July 25, 2017
By Bruce Zimmerman’s calculation, SVSU extended his coaching career by a decade.
“Sixty years old,” he said. “That’s when I told my wife I would be ready to retire. Then I heard about this opportunity.”
“This opportunity” was a chance for the now-62-year-old to become the first coach of both SVSU’s inaugural women’s swimming and diving team in 2014 and first men’s swimming and diving team in 2015.
“It seemed like all of the pieces of the puzzle were here to create something special,” said Zimmerman, whose new target retirement age is 70.
Even while he was an active competitor, though, Zimmerman’s ambitions were to become a coach one day.
“I was very heavily influenced by my elementary school physical education teacher,” Zimmerman said. “By the time I graduated from elementary school, I wanted to follow in his footsteps.”
Zimmerman can mark the beginning of his coaching career to the day: Nov. 7, 1975.
“That was a scary date,” he said. “I remember walking out to the pool deck. I started to go through the new team policies, and one of the older guys didn’t like what he was hearing, so he left.”
He began by coaching both the boys team in Peoria High School and the Peoria Park District USS Age Group Swim Team in Illinois. His career included jobs at various K-12 schools, clubs and colleges across the Midwest and east coast.
His first college coaching stint came in 1988 with a women’s team affiliated with the University of South Carolina. When the men’s team’s coach departed for the storied men’s swimming program at Indiana University — which produced Olympic champions such as Mark Spitz — Zimmerman followed to become an assistant coach in 1990. In 1999, he accepted a head coach position at the College of Charleston, where he remained until he decided to postpone his retirement and join SVSU.

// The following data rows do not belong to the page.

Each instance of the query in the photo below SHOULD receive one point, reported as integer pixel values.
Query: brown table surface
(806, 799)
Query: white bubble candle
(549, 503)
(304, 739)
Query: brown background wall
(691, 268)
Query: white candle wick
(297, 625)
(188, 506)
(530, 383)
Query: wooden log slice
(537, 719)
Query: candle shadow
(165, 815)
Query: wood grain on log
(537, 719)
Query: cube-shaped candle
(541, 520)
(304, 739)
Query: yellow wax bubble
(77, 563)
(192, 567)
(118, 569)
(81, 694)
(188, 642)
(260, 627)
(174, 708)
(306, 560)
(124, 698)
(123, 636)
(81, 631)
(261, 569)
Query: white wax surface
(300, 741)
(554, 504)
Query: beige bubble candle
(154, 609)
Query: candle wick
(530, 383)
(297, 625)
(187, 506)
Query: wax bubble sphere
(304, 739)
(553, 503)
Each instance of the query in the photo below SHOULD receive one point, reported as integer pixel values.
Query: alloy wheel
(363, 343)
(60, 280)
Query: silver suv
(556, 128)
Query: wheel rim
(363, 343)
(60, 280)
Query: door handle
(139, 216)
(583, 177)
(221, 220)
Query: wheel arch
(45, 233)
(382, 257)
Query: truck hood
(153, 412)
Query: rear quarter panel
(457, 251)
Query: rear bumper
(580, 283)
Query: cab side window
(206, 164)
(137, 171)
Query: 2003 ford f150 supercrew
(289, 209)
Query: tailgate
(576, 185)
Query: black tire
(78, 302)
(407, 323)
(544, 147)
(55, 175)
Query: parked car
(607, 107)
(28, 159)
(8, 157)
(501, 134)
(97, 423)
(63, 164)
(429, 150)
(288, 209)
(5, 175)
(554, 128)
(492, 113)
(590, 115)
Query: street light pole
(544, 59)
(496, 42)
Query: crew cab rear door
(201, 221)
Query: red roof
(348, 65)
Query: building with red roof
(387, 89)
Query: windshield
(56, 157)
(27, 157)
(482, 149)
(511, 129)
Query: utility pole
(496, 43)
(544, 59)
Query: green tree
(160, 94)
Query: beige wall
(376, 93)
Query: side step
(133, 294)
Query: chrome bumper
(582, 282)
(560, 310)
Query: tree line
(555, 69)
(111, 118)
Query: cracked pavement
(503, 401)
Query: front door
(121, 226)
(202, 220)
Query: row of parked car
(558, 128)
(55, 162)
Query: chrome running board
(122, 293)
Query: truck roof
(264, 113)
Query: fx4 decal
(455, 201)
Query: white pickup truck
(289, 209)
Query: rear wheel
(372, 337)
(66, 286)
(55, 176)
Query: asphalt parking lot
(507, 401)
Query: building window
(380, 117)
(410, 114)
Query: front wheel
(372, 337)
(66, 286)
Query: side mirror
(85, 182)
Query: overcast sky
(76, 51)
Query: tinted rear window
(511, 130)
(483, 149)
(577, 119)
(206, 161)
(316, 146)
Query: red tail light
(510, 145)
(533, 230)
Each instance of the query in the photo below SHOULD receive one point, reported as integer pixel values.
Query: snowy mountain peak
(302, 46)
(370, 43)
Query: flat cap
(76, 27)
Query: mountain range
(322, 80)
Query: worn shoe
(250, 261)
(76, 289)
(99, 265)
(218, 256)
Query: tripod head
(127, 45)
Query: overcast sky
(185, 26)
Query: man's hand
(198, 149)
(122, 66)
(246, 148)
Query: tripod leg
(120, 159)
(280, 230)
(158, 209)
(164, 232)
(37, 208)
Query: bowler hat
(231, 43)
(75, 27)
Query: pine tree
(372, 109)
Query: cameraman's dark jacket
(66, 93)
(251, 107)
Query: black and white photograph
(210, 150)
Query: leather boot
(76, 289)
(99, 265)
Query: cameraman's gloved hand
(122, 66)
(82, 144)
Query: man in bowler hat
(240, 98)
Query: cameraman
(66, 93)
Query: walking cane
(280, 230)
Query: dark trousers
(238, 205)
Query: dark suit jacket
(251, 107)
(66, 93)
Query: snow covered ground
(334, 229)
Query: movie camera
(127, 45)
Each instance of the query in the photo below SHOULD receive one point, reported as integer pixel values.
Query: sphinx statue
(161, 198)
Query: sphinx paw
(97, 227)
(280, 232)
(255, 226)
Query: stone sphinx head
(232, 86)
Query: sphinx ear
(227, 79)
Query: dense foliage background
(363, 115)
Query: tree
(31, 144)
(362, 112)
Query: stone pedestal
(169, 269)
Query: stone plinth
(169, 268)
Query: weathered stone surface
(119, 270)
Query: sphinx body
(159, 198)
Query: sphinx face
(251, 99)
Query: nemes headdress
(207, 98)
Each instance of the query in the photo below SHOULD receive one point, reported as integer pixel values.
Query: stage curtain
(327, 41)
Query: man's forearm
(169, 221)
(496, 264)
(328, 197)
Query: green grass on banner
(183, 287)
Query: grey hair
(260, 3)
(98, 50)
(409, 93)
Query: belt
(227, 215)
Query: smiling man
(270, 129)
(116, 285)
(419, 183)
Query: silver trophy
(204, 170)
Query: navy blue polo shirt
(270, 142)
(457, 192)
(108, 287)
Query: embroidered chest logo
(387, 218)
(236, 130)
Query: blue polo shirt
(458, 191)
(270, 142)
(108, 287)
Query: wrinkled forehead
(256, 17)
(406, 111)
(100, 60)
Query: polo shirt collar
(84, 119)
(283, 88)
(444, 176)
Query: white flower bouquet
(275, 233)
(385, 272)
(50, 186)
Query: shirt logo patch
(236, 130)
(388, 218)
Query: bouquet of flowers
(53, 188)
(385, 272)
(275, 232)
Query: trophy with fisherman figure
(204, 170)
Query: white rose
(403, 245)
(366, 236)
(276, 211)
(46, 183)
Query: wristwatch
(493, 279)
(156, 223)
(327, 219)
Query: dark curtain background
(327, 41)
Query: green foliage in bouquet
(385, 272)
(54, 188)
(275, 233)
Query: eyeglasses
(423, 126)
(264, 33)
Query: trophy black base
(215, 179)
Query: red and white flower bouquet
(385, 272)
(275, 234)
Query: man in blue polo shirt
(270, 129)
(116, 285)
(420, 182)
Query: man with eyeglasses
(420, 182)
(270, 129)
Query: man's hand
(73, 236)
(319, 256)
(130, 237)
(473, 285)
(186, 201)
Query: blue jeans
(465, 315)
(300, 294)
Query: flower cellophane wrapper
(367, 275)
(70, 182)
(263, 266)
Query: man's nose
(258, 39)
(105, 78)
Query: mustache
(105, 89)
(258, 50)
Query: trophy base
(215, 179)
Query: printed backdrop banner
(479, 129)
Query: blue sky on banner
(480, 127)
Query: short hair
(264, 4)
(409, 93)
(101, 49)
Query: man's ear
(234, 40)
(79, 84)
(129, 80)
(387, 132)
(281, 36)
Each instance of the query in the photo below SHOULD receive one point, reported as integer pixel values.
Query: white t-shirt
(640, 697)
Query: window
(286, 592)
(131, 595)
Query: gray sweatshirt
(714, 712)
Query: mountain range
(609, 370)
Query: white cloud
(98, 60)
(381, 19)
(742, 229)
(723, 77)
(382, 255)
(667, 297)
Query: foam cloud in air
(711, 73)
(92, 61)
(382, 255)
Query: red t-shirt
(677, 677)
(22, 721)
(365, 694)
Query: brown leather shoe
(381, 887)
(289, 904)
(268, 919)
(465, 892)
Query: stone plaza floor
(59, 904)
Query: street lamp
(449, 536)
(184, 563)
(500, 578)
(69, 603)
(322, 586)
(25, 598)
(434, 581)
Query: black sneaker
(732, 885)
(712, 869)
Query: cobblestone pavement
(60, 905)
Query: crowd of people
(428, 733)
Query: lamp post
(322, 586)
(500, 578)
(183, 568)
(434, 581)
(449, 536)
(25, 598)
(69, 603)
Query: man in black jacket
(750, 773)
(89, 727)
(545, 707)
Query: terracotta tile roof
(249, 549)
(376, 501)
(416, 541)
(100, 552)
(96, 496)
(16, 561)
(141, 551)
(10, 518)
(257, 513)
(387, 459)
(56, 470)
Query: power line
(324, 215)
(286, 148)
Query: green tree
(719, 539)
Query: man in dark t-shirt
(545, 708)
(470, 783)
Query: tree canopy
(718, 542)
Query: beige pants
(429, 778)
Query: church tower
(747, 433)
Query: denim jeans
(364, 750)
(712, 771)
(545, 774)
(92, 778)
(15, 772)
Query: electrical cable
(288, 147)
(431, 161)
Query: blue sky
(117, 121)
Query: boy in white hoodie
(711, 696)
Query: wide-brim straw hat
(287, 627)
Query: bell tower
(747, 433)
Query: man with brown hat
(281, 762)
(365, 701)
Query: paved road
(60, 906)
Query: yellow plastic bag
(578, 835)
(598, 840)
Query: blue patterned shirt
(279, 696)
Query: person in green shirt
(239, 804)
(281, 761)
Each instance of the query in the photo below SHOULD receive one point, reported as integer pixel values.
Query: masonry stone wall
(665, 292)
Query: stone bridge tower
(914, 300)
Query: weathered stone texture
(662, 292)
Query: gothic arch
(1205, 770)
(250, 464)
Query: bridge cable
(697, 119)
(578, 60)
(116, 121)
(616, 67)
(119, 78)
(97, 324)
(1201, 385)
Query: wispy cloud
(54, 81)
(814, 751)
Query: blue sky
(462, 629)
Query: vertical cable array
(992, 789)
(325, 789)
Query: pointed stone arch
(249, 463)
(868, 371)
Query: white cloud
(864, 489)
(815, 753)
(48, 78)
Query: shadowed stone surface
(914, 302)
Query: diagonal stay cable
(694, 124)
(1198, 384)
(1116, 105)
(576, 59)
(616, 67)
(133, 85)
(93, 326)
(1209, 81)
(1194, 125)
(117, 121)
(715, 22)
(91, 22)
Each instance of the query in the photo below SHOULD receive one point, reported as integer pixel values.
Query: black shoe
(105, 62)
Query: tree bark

“Our teams have exceeded my expectations substantially,” he said of SVSU’s programs. For instance, four student-athletes from SVSU’s women’s team qualified for the NCAA Championships during the program’s first two years. Two student-athletes from the men’s team qualified for the championships during the program’s first and only year of competition.
Zimmerman relishes the opportunity to impact players’ lives inside and outside of the pool.
“There’s nothing more satisfying than when a former swimmer calls me up to tell me how something I taught them paid off in life,” he said. “That’s what keeps me motivated.”